Il tribunale ha ricordato, in primo luogo, la vicenda personale del richiedente asilo, secondo quanto riferito da quest’ultimo; egli ha narrato: 1) di essere nato e vissuto nel villaggio di Vehari e di essere di etnia punjabi; ii) di professare la religione musulmana sunnita e di essere stato costretto a fuggire dal PAKISTAN perchè ridotto in condizione di schiavitù nel suo paese già da bambino dopo essere stato rapito da suo zio, e di temere in caso di rientro in patria per la sua vita in ragione delle minacce subite dai suoi rapitori e per la mancanza di protezione da parte della polizia.
Il tribunale ha ritenuto che: a) non erano fondate le domande volte al riconoscimento dello status di rifugiato e della protezione sussidiaria, sub il D.Lgs. n. 251 del 2007, art. 14, lett. a e b, in ragione della complessiva valutazione di non credibilità del racconto, che risultava, per molti aspetti, non plausibile e generico, nonchè sprovvisto di prove e in contrasto con le informazioni estraibili dalle C.O.I. (che evidenziavano lo sfruttamento del lavoro minorile in alcun regioni del Pakistan, ma non già come conseguenza di rapimenti, quanto piuttosto come il risultato di vere e proprie compravendite di minori da parte dei parenti); b) non era fondata neanche la domanda di protezione sussidiaria il D.Lgs. n. 251 del 2007, ex art. 14, lett. c, in ragione dell’assenza di un rischio-paese riferito al Pakistan (Punjab), paese di provenienza del richiedente, collegato ad un conflitto armato generalizzato; c) non poteva accordarsi tutela neanche sotto il profilo della richiesta protezione umanitaria, posto che, nonostante l’attività lavorativa svolta in Italia, il ricorrente non aveva dimostrato la sua integrazione sociale, non conoscendo neanche la lingua italiana.
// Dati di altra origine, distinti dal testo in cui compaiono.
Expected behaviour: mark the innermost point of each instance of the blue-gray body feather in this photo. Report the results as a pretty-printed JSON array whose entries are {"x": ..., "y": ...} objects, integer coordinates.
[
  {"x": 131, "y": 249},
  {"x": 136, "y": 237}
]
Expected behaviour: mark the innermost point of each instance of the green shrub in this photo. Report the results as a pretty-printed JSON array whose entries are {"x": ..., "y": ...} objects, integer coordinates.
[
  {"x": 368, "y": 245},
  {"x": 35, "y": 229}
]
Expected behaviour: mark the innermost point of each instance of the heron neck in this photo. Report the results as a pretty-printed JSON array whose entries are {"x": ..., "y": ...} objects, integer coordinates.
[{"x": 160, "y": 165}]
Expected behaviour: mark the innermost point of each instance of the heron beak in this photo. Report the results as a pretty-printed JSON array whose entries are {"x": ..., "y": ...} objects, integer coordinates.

2. Il decreto, pubblicato il 15.3.2019, è stato impugnato da A.J. con ricorso per cassazione, affidato a due motivi, cui il Ministero dell’Interno ha resistito con controricorso.
Diritto
CONSIDERATO IN DIRITTO
CHE:
1. Con il primo motivo il ricorrente lamenta, ai sensi dell’art. 360 c.p.c., comma 1, n. 3, violazione e falsa applicazione del D.Lgs. n. 251 del 2007, art. 8, comma 3, in relazione all’obbligo di cooperazione istruttoria da parte dei giudici del merito.
2. Con il secondo mezzo deduce violazione e falsa applicazione, ai sensi dell’art. 360 c.p.c., comma 1, n. 3, dell’art. 5, comma 6, e art. 19, t.u. imm., in relazione al diniego della reclamata protezione umanitaria, con riferimento alla mancata valutazione del livello di integrazione e di radicamento raggiunto e alla situazione interna del paese di origine.
3. Ritiene il Collegio di dover rinviare la causa a nuovo ruolo, in relazione alle doglianze prospettate nel secondo motivo di ricorso, in attesa della fissazione di una udienza tematica nella quale saranno esaminati congiuntamente più ricorsi aventi ad oggetto la rilevanza della condizione lavorativa e dell’integrazione sociale del richiedente, ai fini del riconoscimento della richiesta protezione umanitaria.
P.Q.M.
rinvia la causa a nuovo ruolo.
Così deciso in Roma, il 21 ottobre 2020.